Site of first treatment failure after standard-of-care for newly diagnosed glioblastoma in a Danish cohort

Background: The aim of this nationwide study was to identify predictive factors for isolated local, non-local, and combined treatment failure in newly diagnosed glioblastoma patients. 

Methods: All adults with newly diagnosed glioblastoma in Denmark between 2014 and 2019 who were planned for long-course (chemo)radiotherapy were included. The MRI scan of first progression following RANO criteria was used to assess the site of failure. Multivariable multinomial logistic regression was applied to analyze the association between potential risk factors and the site of failure. Prediction models were derived. 

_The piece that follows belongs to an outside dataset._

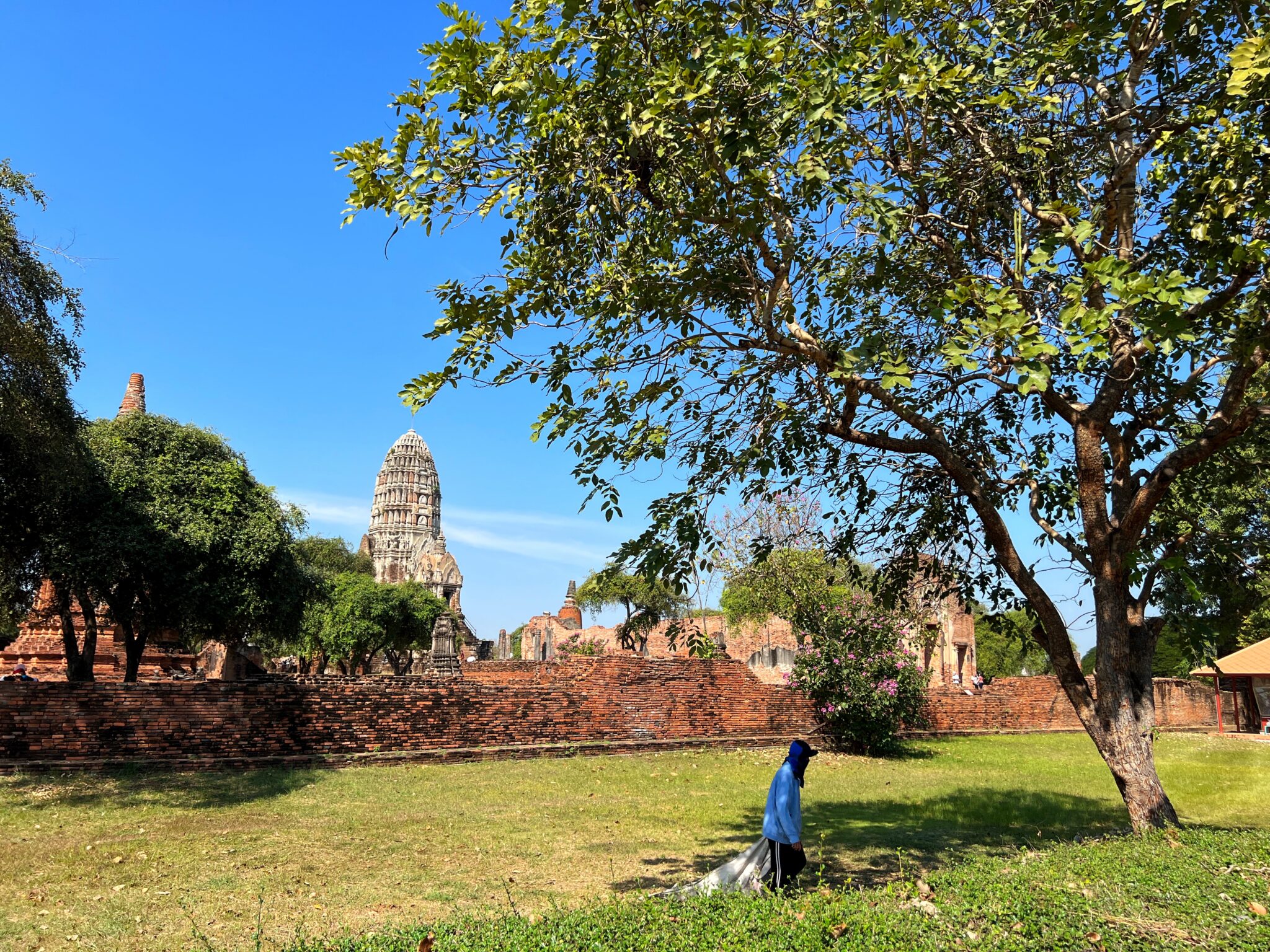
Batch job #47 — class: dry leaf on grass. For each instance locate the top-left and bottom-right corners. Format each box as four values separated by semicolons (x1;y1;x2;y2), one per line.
908;899;940;917
1103;915;1199;945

Results: We included 939 patients, of whom 758 had radiographic progression. Of those, 525 patients (69%) had isolated local failure, 114 (15%) non-local, and 119 (16%) combined. In patients with an MGMT promotor methylated (300) versus unmethylated (398) tumor, local failure was 66 versus 73%, non-local 21 versus 10%, and combined 12 versus 17%, respectively (P-value <.001). In multivariable analysis, MGMT promotor methylation status and tumor location were significantly associated with the failure site. In a model using MGMT promotor methylation status, tumor location, focality, extent of resection, and WHO performance status (poorly calibrated, C-index 0.63), the predicted probability (95% CI) of local failure varied from 0.47 (0.24 to 0.70) to 0.85 (0.74 to 0.97) between respective subgroups. That of non-local varied from 0.03 (0.00 to 0.07) to 0.36 (0.15 to 0.57) and combined from 0.05 (0.03 to 0.14) to 0.35 (0.05 to 0.65). 

Conclusions: It was not feasible to identify strong predictors for the site of first treatment failure, and hence, to derive an accurate prediction model. Isolated local failure was dominant in both patients with an MGMT promotor methylated and unmethylated tumor.